Within the Napa Valley lie many smaller sub-AVAs that lend even more character specifics to the wines. Furthest south is Carneros, followed by Yountville, Oakville & Rutherford. Above those two are St.-Helena and the valley's newest AVA, Calistoga. These areas are situated on the valley floor and are known for creating rich, smooth Cabernet Sauvignon, Merlot and Chardonnay. There are a few mountain regions as well, nestled on the slopes overlooking the valley AVAs. Those include Howell Mountain, Stags Leap District, and Mt. Veeder. Wines from the mountain regions are often more structured and firm, benefiting from more time in the bottle to evolve and soften.

An easy-going red variety with generous fruit and a supple texture, Merlot’s subtle tannins make it perfect for early drinking and allow it to pair with a wide range of foods. One simply needs to look to Bordeaux to understand Merlot's status as a noble variety. On the region’s Right Bank, it dominates in blends with Cabernet Franc, and on the Left Bank, it plays a supporting role to (and helps soften) Cabernet Sauvignon—in both cases resulting in some of the longest-lived and highest-quality wines in the world.
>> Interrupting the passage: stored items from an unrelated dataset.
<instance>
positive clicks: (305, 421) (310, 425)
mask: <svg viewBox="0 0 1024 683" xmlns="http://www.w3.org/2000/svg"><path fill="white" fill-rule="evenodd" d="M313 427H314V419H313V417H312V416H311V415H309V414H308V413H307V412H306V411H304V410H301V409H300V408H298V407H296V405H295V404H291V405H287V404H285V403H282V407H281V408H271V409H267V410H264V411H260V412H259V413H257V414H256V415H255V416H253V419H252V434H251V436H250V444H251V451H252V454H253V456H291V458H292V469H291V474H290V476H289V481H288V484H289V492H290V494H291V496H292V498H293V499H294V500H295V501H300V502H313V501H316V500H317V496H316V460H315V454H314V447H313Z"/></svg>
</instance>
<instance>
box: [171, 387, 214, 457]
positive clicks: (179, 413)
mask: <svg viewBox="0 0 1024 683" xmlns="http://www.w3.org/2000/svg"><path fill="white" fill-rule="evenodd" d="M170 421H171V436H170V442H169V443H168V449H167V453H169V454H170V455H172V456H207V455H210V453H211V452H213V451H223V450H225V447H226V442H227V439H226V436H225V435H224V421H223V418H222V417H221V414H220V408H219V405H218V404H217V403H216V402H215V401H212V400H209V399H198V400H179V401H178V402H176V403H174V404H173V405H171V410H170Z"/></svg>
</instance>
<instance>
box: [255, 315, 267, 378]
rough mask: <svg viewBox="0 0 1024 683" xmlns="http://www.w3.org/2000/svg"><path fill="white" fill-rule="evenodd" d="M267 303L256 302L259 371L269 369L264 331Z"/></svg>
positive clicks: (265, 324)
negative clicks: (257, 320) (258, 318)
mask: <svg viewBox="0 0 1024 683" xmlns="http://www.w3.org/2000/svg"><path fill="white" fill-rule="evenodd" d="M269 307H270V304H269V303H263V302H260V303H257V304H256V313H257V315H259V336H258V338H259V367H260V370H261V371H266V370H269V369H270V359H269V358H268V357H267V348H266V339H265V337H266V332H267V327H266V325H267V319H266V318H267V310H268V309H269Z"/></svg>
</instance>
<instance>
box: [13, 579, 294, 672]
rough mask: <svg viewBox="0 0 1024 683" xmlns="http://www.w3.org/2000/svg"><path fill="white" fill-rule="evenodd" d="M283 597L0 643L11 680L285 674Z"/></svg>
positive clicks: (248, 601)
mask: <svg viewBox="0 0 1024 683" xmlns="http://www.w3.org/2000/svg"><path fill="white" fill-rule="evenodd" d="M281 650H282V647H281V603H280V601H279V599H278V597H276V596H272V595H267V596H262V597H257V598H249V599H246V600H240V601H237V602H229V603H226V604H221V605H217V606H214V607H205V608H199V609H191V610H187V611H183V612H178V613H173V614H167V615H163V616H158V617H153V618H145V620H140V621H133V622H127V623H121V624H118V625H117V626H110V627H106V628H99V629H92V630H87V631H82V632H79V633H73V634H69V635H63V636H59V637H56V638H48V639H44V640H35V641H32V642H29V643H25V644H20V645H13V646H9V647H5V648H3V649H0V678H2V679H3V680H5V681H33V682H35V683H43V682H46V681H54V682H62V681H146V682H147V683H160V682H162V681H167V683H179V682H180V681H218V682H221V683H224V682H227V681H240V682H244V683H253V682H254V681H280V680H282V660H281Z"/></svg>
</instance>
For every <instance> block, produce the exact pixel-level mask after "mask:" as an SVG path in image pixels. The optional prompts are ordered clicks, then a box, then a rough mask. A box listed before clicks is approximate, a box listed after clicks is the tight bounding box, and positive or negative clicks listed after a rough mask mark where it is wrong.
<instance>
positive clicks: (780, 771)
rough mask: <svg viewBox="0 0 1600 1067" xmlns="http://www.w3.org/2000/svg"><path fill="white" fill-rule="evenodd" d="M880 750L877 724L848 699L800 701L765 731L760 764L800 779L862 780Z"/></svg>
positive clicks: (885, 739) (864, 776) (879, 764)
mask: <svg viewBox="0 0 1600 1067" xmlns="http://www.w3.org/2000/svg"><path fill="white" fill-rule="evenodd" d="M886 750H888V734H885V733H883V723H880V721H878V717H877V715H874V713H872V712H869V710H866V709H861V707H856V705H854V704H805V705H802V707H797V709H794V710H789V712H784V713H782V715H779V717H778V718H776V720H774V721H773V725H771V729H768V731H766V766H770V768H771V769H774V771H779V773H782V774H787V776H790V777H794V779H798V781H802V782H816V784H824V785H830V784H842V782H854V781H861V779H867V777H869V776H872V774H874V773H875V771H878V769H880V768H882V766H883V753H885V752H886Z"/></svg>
They are often emulated elsewhere in Bordeaux-style blends, particularly in California’s Napa Valley, where Merlot also frequently shines on its own.

In the Glass

Merlot is known for its soft, silky texture and approachable flavors of ripe plum, red and black cherry, and raspberry. In a cool climate, you may find earthier notes alongside dried herbs, tobacco, and tar, while Merlot from warmer regions is generally more straightforward and fruit-focused.

Perfect Pairings

Lamb with Merlot is an ideal match—the sweetness of the meat picks up on the sweet fruit flavors of the wine to create a harmonious balance. Merlot’s gentle tannins allow for a hint of spice and its medium weight and bright acidity permit the possibilities of simple pizza or pasta with red sauce—overall, an extremely versatile food wine.

Sommelier Secret

Since the release of the 2004 film Sideways, Merlot's repuation has taken a big hit, and more than a decade later has yet to fully recover, though it is on its way. What many viewers didn't realize was that as much as Miles derided the variety, the prized wine of his collection—a 1961 Château Cheval Blanc—is made from a blend of Merlot and Cabernet Franc.